Le monde, les planètes, le soleil, tout s'amplifie. Tout tourne et se déplace, et la luminosité devient tout à coup aveuglante.
Malgré mes essais, je n'arrive pas à ouvrir mes paupières ; la lumière est trop forte et me brûle les pupilles.
Je suis coincée là, plantée comme une idiote à l'extérieur. Je sens les rayons du soleil chauffer délicatement ma peau. Je n'ai même pas envie de bouger.
Plume. C'est moi. Et si je m'envolais ?
Je pourrais partir loin. Loin de cette planète où je ne comprends rien. C'est vrai, qu'est ce que je fais là ? Qu'est-ce qu'on fiche tous ici ?
Je suis Plume. Je suis vent, légèreté. Tout est éphémère, de toute façon. Comme moi.

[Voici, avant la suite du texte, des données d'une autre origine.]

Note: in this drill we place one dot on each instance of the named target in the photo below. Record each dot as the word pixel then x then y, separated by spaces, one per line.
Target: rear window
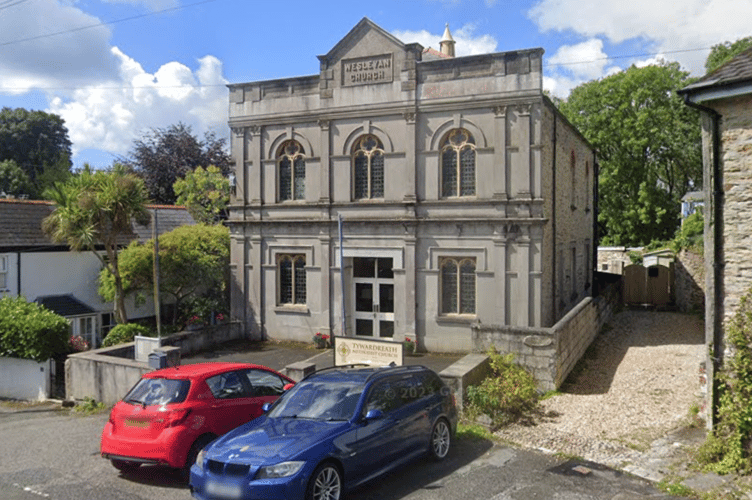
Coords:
pixel 158 391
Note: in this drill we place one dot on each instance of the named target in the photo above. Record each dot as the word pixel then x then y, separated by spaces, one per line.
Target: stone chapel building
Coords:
pixel 464 196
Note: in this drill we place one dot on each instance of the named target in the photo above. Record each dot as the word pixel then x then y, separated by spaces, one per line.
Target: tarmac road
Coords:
pixel 50 453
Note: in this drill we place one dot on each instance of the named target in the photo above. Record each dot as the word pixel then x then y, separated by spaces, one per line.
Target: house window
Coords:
pixel 368 168
pixel 457 286
pixel 85 327
pixel 292 279
pixel 458 164
pixel 291 164
pixel 3 272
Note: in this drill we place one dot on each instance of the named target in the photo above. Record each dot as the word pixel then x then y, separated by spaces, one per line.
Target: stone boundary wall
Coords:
pixel 551 353
pixel 106 374
pixel 689 282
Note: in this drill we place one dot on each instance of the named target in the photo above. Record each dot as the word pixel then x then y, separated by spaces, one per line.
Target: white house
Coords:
pixel 62 280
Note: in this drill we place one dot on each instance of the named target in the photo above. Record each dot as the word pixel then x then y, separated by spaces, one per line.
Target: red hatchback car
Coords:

Une bourrasque me fait ouvrir les yeux.
Le temps s'assombrit. Adieu le soleil, les petits oiseaux, que déjà je sens la pluie.
Le vent s'enroule dans mes cheveux. Je vais rentrer, les nuages couvrent tout. Le mois de mai ne fait pas toujours face aux intempéries. Demain peut-être, il fera beau.
Je passe la porte de la maison, légèrement chancelante. Puis, je vais m'asseoir à la table de la cuisine. Je laisse traîner mes doigts sur le bois, le temps de ressentir les rainures. Lorsque je lève la tête, le nécessaire d'écriture de ma mère est posé à côté de moi.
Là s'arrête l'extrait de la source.